Vor vielen Jahren habe ich einmal lange vor dem großen
Christus gestanden, der über dem Hauptportal der Kathedrale von Vezelay thront, und habe mich
gefragt, warum die hochentwickelte Steinmetzkunst der damaligen Zeit nicht ausgereicht hat, den Faltenwurf seines Gewandes ein wenig realistischer abzubilden. Im
Louvre hatte ich zuvor die dünne Gaze bestaunt, die der Steinmetz scheinbar mühelos über
den Körper der Nike von Samothrake herausgebildet hatte, 1300 Jahre vor Vezelay
– eine einzige Steinoberfläche, aber darin ein zart vom Wind bewegtes Kleid und
die klaren Konturen des Körpers darunter.

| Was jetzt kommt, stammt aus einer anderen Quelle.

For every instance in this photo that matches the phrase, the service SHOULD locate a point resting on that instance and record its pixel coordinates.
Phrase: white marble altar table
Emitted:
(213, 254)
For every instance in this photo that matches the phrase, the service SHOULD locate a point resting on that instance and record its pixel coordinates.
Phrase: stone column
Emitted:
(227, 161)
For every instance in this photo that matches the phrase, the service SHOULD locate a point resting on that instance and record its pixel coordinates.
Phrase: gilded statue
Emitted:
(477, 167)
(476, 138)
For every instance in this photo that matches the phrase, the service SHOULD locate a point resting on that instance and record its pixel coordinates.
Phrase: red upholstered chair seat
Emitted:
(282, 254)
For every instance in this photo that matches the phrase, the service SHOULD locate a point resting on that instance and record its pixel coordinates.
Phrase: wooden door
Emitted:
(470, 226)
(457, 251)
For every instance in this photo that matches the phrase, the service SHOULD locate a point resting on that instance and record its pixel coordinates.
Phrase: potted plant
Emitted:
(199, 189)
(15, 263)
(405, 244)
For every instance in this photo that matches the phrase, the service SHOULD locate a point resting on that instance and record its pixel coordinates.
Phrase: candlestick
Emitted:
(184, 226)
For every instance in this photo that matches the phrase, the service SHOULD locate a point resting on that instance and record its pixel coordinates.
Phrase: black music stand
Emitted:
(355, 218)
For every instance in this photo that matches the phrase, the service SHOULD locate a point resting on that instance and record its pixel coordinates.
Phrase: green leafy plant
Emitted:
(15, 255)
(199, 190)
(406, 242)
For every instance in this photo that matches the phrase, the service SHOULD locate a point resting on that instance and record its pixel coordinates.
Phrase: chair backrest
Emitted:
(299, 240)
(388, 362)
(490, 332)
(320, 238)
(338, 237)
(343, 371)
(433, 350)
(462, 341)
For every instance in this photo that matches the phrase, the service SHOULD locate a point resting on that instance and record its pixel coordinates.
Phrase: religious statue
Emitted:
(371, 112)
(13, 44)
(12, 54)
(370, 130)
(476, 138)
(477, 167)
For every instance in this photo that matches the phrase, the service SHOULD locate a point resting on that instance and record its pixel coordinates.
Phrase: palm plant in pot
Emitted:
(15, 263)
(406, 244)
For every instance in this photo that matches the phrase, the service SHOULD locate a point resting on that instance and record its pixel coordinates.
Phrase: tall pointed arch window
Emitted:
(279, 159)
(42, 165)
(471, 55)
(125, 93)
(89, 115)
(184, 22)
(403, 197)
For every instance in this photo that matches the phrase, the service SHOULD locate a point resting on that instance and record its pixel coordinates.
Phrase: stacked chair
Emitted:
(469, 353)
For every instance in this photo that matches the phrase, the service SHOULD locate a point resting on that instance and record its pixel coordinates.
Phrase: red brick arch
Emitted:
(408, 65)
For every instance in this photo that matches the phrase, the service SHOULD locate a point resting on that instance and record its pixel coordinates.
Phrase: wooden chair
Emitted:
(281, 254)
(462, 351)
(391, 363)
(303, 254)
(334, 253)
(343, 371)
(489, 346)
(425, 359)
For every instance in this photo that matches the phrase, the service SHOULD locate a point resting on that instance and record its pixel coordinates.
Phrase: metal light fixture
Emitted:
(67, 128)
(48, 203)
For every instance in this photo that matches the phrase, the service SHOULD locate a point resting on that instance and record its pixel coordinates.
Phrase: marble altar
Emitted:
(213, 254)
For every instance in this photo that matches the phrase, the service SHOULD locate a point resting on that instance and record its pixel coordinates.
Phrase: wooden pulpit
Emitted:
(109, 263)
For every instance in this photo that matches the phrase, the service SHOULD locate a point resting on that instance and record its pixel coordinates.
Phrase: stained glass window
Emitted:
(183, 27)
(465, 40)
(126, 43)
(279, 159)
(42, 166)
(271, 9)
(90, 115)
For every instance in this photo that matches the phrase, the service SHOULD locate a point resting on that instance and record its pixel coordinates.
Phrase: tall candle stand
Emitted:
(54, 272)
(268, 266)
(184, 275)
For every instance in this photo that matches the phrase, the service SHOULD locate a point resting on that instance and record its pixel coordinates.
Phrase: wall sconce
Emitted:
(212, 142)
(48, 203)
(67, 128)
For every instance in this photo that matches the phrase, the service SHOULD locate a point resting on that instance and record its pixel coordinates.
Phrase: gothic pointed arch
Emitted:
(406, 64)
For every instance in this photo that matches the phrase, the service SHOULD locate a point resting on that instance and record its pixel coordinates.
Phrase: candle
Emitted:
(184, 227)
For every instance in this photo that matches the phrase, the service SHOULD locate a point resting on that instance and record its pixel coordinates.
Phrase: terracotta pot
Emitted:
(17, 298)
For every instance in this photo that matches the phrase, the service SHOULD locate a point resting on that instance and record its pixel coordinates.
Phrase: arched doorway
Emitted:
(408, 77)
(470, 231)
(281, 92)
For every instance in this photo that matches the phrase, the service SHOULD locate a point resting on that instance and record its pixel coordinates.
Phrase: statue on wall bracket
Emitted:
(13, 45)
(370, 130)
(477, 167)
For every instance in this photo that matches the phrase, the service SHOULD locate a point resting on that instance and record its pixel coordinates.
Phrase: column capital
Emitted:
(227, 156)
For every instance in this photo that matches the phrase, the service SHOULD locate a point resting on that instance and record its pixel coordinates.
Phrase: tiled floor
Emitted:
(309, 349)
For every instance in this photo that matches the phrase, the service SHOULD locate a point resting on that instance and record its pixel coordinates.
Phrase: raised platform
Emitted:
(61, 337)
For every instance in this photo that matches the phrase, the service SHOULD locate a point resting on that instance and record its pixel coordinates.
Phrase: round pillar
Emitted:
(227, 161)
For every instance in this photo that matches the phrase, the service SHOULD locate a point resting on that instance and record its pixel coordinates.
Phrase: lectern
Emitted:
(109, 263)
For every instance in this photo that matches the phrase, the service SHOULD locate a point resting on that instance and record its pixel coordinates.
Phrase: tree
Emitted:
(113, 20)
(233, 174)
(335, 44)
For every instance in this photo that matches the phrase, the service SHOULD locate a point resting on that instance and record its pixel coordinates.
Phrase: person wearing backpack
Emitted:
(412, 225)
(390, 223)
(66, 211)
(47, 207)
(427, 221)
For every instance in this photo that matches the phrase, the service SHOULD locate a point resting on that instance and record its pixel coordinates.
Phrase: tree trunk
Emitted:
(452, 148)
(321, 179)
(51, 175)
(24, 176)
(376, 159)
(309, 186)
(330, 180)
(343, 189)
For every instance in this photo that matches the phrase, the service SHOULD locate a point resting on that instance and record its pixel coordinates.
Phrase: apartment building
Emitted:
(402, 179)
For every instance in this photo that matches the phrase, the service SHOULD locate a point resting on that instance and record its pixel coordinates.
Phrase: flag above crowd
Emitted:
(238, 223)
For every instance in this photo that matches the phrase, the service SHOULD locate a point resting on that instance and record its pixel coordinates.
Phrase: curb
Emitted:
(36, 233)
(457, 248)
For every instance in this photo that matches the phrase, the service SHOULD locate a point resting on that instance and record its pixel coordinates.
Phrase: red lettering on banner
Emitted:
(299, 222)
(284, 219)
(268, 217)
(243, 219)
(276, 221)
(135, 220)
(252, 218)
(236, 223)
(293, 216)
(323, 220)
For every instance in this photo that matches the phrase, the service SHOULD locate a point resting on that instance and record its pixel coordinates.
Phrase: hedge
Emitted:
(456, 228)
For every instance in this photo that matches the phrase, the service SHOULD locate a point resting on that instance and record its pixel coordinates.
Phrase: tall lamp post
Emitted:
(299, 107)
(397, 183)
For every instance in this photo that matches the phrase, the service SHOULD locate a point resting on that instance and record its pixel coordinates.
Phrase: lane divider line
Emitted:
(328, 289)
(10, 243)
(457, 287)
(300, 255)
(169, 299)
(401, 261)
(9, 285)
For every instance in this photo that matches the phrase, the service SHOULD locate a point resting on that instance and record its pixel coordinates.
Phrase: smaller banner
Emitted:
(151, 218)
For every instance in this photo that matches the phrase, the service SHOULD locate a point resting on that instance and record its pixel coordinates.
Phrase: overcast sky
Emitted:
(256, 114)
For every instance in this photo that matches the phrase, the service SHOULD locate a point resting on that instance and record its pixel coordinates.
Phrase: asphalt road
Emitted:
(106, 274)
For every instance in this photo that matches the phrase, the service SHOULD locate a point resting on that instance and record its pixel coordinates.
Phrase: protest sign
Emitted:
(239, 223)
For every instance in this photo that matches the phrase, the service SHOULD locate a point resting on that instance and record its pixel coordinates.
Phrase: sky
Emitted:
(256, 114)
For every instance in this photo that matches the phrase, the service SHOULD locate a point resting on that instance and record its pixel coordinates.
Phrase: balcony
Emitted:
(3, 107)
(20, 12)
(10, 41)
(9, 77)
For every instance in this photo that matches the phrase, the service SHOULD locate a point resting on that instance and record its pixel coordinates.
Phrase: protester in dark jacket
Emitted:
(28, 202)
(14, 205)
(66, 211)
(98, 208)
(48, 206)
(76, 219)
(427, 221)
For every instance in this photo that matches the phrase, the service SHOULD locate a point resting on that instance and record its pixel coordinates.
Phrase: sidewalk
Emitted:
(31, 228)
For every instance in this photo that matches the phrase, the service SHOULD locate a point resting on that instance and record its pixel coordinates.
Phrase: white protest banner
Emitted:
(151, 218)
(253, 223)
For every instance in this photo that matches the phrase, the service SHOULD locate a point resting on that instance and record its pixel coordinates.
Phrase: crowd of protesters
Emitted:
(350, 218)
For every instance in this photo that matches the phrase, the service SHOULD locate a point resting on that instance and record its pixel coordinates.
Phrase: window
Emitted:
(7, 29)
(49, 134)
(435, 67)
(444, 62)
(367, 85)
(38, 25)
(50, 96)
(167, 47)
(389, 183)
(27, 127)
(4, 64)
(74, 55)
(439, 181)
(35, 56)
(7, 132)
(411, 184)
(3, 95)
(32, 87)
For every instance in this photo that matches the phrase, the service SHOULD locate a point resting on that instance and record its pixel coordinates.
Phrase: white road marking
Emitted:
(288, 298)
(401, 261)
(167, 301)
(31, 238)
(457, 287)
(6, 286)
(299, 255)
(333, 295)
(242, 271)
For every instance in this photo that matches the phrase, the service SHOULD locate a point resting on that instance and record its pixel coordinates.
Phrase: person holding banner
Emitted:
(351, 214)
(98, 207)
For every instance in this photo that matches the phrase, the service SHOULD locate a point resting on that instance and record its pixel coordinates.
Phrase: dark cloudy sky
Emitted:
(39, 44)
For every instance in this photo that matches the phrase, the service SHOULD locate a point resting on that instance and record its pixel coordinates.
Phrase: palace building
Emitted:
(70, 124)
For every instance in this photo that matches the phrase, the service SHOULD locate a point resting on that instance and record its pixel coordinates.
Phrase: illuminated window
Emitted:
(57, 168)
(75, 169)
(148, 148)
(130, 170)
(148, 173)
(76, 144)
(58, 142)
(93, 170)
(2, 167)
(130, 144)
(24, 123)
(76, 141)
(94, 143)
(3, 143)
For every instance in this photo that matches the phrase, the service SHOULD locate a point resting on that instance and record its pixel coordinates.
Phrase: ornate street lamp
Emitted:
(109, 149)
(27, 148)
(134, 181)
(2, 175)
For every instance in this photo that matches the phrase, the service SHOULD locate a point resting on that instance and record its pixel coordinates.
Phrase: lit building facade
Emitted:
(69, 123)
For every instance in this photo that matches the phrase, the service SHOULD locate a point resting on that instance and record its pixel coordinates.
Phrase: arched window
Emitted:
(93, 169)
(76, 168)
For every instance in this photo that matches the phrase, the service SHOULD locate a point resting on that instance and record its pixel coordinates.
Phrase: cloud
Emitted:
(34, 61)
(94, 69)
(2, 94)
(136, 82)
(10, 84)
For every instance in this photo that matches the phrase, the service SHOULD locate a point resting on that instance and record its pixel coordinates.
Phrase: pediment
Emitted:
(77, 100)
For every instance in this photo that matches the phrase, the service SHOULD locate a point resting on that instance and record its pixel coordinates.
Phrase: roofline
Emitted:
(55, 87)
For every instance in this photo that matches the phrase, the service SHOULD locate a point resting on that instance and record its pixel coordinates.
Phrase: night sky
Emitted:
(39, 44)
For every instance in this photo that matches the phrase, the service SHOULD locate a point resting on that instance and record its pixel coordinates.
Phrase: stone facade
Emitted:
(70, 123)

Mir wurde klar, dass der Künstler von Vezelay etwas Anderes
im Sinn hatte als ein exaktes Abbild nach der Natur zu schaffen. Er wollte etwas Symbolhaftes schaffen. Erst seine Renaissance-Nachfolger
mit ihrer Wiederentdeckung der Klassik, haben sich erneut an die realistische Kunst der Nike angenähert.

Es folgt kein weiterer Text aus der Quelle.